Bellman’s Equation and Stochastic Dynamic Programming
Stochastic dynamic programming is the use of linear, non-linear, and mixed-integer programming integrated with probability, statistics, and variational and functional analysis to provide answers to optimization problems in unstable spaces. It provides a robust mathematical methodology for deriving optimal solutions to sequential decision problems – problems in which we begin in one state, make a decision that randomly affects our next state, and repeat this process.
Let’s imagine we want to determine the best route to take for our morning commute. To do so, we must first decide what we mean by “best.” Is our objective to optimize our trip based on travel time, mileage traveled, arriving at a certain time? After we choose this objective, we can determine the cost function of a particular decision by examining its impact. How does taking a left at Albuquerque affect our current position, travel time, and remaining distance to the destination? These state variables affect feasible future decisions and outcomes. We change state variables by adjusting control variables at any given stage. For example, we can choose to turn left or right at an intersection, or we can chose to exit the highway or continue down the road. Each choice we make determines the state variable values we have at the next stage. Ideally we could find a policy rule that tells us which control variable values to choose at each possible state value to reach the optimal outcome: if I am at this intersection at this time, what is my best option to get to work?
Bellman discovered that one way to find that policy rule is through “backward induction,” measuring a decision’s value based on how it changes the possible final outcome we can reach. We then move to the previous stage and determine the cost value for those decisions. This recursive process is the foundation of what is known as stochastic dynamic programming.
Stochastic dynamic programming problems can be solved completely for relatively small-state problems using various established techniques including value iteration and policy iteration. For large-state problems, methods exist under the umbrella of approximate dynamic programming such as rollout, in which the Bellman recursion is evaluated for a manageable number of steps and an assumed near-optimal base policy (based on separability or other considerations) is used to approximate optimality thereafter.
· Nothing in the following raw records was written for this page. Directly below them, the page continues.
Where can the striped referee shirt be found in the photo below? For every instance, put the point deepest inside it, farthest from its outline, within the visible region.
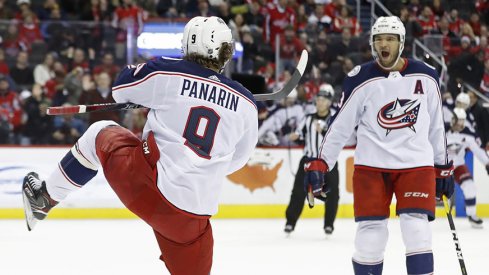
(309, 134)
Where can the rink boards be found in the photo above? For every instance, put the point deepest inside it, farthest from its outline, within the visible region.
(261, 189)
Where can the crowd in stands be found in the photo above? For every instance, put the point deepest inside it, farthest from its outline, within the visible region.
(68, 52)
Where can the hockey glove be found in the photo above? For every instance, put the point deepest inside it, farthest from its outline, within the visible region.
(444, 180)
(314, 180)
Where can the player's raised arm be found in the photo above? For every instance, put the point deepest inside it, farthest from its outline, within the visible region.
(437, 125)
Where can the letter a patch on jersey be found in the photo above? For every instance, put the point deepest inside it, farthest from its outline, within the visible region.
(418, 89)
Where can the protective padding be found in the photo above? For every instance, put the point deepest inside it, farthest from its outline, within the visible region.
(86, 143)
(469, 189)
(370, 241)
(416, 232)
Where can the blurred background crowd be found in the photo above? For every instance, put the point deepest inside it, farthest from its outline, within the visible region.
(68, 52)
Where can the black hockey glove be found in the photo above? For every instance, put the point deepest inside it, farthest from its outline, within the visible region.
(444, 180)
(314, 184)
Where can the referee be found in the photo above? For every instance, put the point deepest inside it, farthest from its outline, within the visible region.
(312, 130)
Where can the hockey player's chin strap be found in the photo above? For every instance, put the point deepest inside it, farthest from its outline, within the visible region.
(387, 68)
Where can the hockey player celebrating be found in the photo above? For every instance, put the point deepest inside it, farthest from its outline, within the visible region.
(201, 126)
(396, 105)
(459, 139)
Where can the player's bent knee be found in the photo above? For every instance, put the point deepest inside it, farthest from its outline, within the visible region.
(416, 232)
(469, 189)
(370, 241)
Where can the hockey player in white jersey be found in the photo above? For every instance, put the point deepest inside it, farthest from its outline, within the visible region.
(201, 127)
(401, 149)
(461, 101)
(460, 139)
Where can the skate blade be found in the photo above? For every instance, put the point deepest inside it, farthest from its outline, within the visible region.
(29, 216)
(310, 199)
(476, 226)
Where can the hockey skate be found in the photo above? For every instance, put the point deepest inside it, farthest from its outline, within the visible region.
(328, 230)
(288, 228)
(475, 222)
(37, 201)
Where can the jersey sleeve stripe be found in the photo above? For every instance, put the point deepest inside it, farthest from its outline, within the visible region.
(135, 83)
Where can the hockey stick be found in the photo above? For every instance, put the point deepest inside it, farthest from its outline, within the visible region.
(282, 93)
(458, 249)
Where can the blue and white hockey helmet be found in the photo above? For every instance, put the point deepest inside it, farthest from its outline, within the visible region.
(462, 100)
(388, 25)
(205, 35)
(459, 117)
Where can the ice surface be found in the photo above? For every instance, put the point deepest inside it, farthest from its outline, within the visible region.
(257, 246)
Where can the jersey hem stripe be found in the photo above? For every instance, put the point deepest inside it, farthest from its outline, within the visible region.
(378, 169)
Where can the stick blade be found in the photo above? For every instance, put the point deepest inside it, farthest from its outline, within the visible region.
(291, 84)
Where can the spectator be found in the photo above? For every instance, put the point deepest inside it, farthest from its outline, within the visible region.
(55, 86)
(475, 23)
(455, 22)
(127, 17)
(321, 57)
(39, 126)
(29, 30)
(44, 71)
(100, 92)
(332, 9)
(438, 10)
(24, 10)
(346, 67)
(449, 37)
(319, 19)
(468, 32)
(76, 59)
(255, 20)
(67, 128)
(22, 73)
(107, 66)
(4, 69)
(252, 59)
(427, 20)
(343, 47)
(44, 13)
(170, 8)
(484, 86)
(290, 49)
(467, 67)
(13, 43)
(10, 112)
(278, 18)
(345, 20)
(5, 12)
(96, 10)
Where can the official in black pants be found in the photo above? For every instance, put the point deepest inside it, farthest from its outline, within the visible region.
(296, 204)
(312, 130)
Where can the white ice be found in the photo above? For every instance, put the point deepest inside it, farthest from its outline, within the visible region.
(72, 247)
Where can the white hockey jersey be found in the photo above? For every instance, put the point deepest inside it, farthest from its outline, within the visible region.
(459, 142)
(398, 114)
(205, 126)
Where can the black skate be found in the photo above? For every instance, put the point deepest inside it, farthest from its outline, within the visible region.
(475, 222)
(37, 201)
(288, 228)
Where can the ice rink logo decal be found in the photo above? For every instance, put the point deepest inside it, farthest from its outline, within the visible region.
(401, 113)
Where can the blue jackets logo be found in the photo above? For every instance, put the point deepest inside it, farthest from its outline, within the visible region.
(401, 113)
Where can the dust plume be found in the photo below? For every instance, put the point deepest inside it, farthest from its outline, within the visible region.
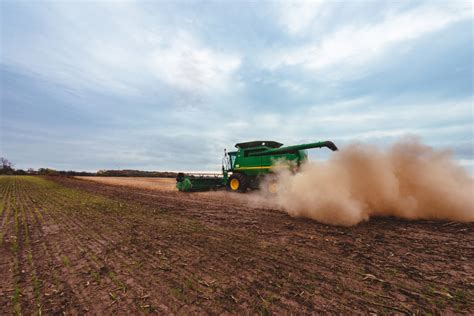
(408, 180)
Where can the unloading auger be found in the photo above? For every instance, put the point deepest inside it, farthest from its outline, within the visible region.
(245, 168)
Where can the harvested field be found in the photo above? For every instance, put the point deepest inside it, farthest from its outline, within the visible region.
(163, 184)
(77, 246)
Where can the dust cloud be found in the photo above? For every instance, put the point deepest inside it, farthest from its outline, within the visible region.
(408, 180)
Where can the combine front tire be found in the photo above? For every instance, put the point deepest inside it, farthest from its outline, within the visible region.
(238, 183)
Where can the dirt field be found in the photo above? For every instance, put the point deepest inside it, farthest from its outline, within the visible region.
(162, 184)
(75, 246)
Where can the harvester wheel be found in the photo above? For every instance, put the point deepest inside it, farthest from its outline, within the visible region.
(238, 182)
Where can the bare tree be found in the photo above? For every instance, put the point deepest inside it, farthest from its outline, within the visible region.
(5, 166)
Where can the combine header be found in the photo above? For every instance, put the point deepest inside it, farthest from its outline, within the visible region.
(244, 168)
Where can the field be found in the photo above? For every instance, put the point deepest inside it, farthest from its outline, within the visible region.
(75, 246)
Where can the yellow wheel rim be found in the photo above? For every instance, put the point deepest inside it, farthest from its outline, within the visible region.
(234, 184)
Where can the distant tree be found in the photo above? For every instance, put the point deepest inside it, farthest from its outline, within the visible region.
(6, 167)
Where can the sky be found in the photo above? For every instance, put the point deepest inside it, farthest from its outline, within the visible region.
(158, 85)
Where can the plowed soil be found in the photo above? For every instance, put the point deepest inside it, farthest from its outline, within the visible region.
(75, 246)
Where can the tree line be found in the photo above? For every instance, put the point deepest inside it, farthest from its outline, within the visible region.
(7, 168)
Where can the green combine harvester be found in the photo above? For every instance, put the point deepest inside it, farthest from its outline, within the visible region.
(245, 168)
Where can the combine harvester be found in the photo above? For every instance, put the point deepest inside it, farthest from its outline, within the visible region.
(245, 168)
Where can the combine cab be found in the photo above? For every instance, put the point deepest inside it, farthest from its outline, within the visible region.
(244, 168)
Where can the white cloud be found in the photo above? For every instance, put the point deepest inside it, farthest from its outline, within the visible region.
(187, 64)
(297, 16)
(356, 44)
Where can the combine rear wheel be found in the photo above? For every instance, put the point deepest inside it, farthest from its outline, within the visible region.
(238, 183)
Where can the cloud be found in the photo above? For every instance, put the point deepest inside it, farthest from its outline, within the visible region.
(297, 16)
(186, 64)
(352, 45)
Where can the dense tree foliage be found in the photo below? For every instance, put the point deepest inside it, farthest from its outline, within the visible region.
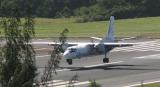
(90, 10)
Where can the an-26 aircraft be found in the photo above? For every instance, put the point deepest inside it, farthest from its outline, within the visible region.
(78, 50)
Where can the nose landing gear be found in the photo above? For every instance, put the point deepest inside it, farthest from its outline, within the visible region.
(69, 61)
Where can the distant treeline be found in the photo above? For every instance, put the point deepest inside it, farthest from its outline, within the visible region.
(88, 10)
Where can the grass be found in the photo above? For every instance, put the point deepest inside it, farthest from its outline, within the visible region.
(141, 27)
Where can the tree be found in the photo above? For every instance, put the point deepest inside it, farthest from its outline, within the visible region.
(18, 68)
(93, 84)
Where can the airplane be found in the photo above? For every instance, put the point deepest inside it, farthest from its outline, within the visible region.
(78, 50)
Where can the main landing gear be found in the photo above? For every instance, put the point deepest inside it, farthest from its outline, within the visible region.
(69, 61)
(105, 60)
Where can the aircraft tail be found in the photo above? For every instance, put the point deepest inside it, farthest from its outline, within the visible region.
(110, 34)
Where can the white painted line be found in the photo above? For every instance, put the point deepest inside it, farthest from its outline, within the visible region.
(43, 56)
(102, 64)
(155, 56)
(37, 49)
(138, 84)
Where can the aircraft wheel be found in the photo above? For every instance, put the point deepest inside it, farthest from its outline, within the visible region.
(105, 60)
(69, 61)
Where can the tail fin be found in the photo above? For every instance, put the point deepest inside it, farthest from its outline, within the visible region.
(110, 35)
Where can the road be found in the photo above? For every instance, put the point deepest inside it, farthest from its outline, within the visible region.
(128, 66)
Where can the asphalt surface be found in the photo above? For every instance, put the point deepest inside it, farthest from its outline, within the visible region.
(128, 66)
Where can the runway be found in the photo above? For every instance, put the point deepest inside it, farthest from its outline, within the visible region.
(128, 66)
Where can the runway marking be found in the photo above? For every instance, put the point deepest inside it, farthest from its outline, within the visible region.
(155, 56)
(144, 46)
(60, 70)
(144, 83)
(102, 64)
(39, 49)
(43, 56)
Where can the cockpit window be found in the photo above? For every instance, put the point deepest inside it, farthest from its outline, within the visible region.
(72, 50)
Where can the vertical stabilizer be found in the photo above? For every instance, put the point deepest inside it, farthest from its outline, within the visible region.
(110, 35)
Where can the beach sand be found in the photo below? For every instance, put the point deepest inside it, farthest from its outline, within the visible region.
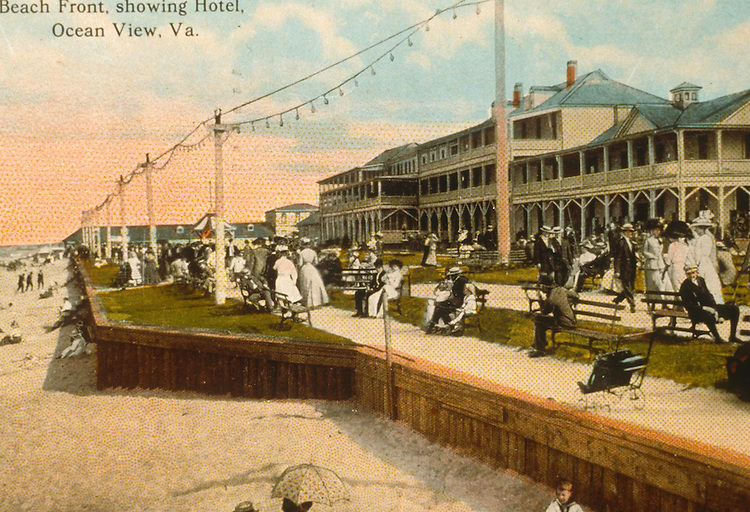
(67, 447)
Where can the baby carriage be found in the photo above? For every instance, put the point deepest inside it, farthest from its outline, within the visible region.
(617, 374)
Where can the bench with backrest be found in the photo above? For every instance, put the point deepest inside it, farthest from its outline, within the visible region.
(360, 279)
(669, 305)
(605, 312)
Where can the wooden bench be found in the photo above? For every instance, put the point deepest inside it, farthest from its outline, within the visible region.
(669, 305)
(294, 309)
(534, 295)
(360, 279)
(591, 310)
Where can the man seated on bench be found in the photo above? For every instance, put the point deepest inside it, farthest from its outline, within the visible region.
(374, 289)
(450, 304)
(556, 311)
(702, 308)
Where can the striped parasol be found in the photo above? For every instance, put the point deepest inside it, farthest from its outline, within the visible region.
(307, 482)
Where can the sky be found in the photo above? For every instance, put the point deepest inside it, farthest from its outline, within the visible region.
(79, 112)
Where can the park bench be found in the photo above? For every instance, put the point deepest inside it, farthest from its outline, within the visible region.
(294, 310)
(592, 311)
(360, 279)
(669, 305)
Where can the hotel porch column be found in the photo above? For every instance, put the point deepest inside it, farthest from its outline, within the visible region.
(631, 206)
(652, 203)
(722, 214)
(681, 207)
(606, 209)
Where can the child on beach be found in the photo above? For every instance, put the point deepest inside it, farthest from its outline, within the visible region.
(563, 501)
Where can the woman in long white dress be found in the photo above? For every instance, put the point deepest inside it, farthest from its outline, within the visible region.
(704, 254)
(310, 281)
(286, 276)
(675, 259)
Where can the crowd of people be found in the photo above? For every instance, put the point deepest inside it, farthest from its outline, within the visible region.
(675, 257)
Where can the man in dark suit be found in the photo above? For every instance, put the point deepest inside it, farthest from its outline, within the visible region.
(625, 259)
(543, 256)
(702, 307)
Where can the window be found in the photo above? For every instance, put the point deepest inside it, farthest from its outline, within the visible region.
(465, 179)
(476, 176)
(444, 183)
(453, 181)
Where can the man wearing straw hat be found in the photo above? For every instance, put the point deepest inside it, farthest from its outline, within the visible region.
(625, 265)
(702, 308)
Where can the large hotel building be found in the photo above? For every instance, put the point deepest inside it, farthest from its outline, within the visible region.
(582, 153)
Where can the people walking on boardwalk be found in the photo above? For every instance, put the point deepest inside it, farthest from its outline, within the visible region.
(677, 252)
(653, 257)
(543, 256)
(374, 288)
(429, 257)
(703, 308)
(704, 254)
(311, 284)
(286, 275)
(625, 262)
(564, 501)
(556, 311)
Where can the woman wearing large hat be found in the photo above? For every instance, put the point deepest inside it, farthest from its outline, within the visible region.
(703, 254)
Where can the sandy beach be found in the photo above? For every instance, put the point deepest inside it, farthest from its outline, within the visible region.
(68, 447)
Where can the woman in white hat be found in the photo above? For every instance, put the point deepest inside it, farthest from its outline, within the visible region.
(703, 252)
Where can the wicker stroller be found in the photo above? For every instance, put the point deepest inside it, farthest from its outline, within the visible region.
(618, 373)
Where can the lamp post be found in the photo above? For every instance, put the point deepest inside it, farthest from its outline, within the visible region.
(148, 170)
(501, 165)
(220, 271)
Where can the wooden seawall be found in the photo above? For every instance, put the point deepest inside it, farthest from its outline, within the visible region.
(615, 466)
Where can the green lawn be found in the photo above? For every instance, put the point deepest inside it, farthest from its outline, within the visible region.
(691, 363)
(179, 306)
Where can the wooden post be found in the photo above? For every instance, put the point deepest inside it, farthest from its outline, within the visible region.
(501, 166)
(123, 227)
(148, 172)
(390, 407)
(108, 247)
(220, 270)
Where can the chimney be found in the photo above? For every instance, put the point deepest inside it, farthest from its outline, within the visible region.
(571, 73)
(517, 95)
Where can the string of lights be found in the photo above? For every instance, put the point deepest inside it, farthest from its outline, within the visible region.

Making Decisions in Variable Timeframe and Uncertain Environment
For real-world problems, the strategy we choose may change based on the length of time we are considering. For example, we might apply a different strategy for short-term stock market investments than we would in the longer-term or when a major fluctuation affects our investment. We may also face uncertainty about state variable changes from control variables or outside influences. Markov decision processes, in which incremental rewards are accumulated by sequentially applying possible control actions at appropriate decision steps, and for which available control choices at each step have estimable random consequences, gives us a framework of choosing the optimal decision over the short term while making data-driven estimations of variables.